Так они и сделали: принесли ему поесть. Дон Кихот позавтракал и снова крепко заснул.
В ту же ночь экономка сожгла все книги, какие были в доме: в костер попали и те, что пощадил священник. На следующий день дверь в библиотеку заложили кирпичом и тщательно замуровали. А Дон Кихоту было решено сказать, что какой-то волшебник похитил комнату целиком со всеми книгами, полками и мебелью. Покончив с этим делом, все стали с нетерпением ждать выздоровления идальго. Дня через два Дон Кихот уже настолько окреп, что мог встать с постели. Прежде всего, конечно, он отправился посмотреть книги. Каково же было его удивление, когда он не нашел дверей в свою библиотеку. Долго он бродил по дому, шарил по всем комнатам, снова и снова подходил к замурованной двери, ощупывал ее руками и с растерянным видом оглядывался по сторонам. Наконец он спросил экономку, где же дверь в библиотеку. Экономка, заранее наученная священником, как ответить на вопрос, воскликнула:
– В библиотеку? Да что вы, ваша милость! Ни библиотеки, ни книг давно нет. Сам дьявол унес все это.
Тут вмешалась в разговор племянница:
– Когда ваша милость были в отъезде, однажды ночью прилетел волшебник. Спрыгнув с дракона, на котором сидел верхом, он вошел в библиотеку: уж я и не знаю, что он там делал, но только спустя некоторое время он вылетел сквозь крышу, а дом весь наполнился дымом.
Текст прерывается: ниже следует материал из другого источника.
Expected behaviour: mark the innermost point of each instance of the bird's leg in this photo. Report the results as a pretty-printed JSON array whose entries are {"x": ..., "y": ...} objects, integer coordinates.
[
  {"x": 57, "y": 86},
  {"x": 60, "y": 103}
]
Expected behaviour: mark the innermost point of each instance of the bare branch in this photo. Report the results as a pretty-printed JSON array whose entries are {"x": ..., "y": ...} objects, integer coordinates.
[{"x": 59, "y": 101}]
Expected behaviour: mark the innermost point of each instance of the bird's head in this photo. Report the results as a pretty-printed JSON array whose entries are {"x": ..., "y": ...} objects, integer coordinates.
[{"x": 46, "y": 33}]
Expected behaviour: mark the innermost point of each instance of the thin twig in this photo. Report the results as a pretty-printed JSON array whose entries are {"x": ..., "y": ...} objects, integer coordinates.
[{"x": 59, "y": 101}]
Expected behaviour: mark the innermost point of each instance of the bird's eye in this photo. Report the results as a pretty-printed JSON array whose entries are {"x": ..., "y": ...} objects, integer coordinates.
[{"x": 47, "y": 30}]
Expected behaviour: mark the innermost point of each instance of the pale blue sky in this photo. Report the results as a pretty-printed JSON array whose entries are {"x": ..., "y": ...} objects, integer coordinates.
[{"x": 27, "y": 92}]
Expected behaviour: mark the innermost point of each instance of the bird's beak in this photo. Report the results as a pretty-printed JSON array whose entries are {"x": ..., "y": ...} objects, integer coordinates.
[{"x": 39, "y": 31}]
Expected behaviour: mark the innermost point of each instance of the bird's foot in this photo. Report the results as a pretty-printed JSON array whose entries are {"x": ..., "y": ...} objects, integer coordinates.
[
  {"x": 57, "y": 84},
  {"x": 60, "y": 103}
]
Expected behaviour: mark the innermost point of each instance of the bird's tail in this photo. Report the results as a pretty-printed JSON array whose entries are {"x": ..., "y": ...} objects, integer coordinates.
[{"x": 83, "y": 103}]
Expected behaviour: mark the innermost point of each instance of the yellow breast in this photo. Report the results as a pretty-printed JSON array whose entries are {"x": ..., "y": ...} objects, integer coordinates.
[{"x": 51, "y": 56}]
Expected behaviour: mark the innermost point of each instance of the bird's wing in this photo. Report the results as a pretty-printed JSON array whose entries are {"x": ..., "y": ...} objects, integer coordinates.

Когда же мы решились посмотреть, что он натворил, то уже не было ни комнаты, ни книг. Одно только мы обе отлично помним: когда этот злой старик улетал, он крикнул громким голосом, что его зовут Муньятон.
– Не Муньятон, а Фрестон, – перебил Дон Кихот.
– Ну, уж Бог его знает, – сказала экономка, – как его зовут: Фрестон или Фритон, помню только, что его имя кончалось на «тон».
– Так оно и есть, – сказал Дон Кихот, – этот мудрый волшебник – мой заклятый враг. Он меня ненавидит, ибо с помощью своих магических книг и колдовства узнал, что мне суждено вступить в бой с рыцарем, которому он благоволит, и одержать над ним победу. Вот почему он и старался чинить мне всякие помехи.
Глава VI
о втором выезде нашего доброго рыцаря Дон Кихота Ламанчского
После этого Дон Кихот целых две недели сидел спокойно дома. Экономка и племянница с радостью заметили, что его страсть к необычайным приключениям, по-видимому, несколько остыла. Иногда, впрочем, он говорил своим приятелям – священнику и цирюльнику, что мир ни в чем так не нуждается, как в странствующих рыцарях, призванных возродить золотой век на земле. Дон Кихот с воодушевлением говорил об этом счастливом времени, когда обман, коварство и ложь не примешались еще к правде и откровенности; когда ни корысть, ни пристрастие, ни личный произвол судей не угнетали еще людей; когда повсюду царили мир и спокойствие и счастливый человек безмятежно наслаждался прекрасными дарами природы. Он слепо верил, что вернуть людей к этим волшебным временам – его удел. Иногда священник возражал ему, иногда соглашался с ним, ибо без этой уловки нечего было и думать о том, чтобы доказать бедному идальго всю нелепость таких рассуждений.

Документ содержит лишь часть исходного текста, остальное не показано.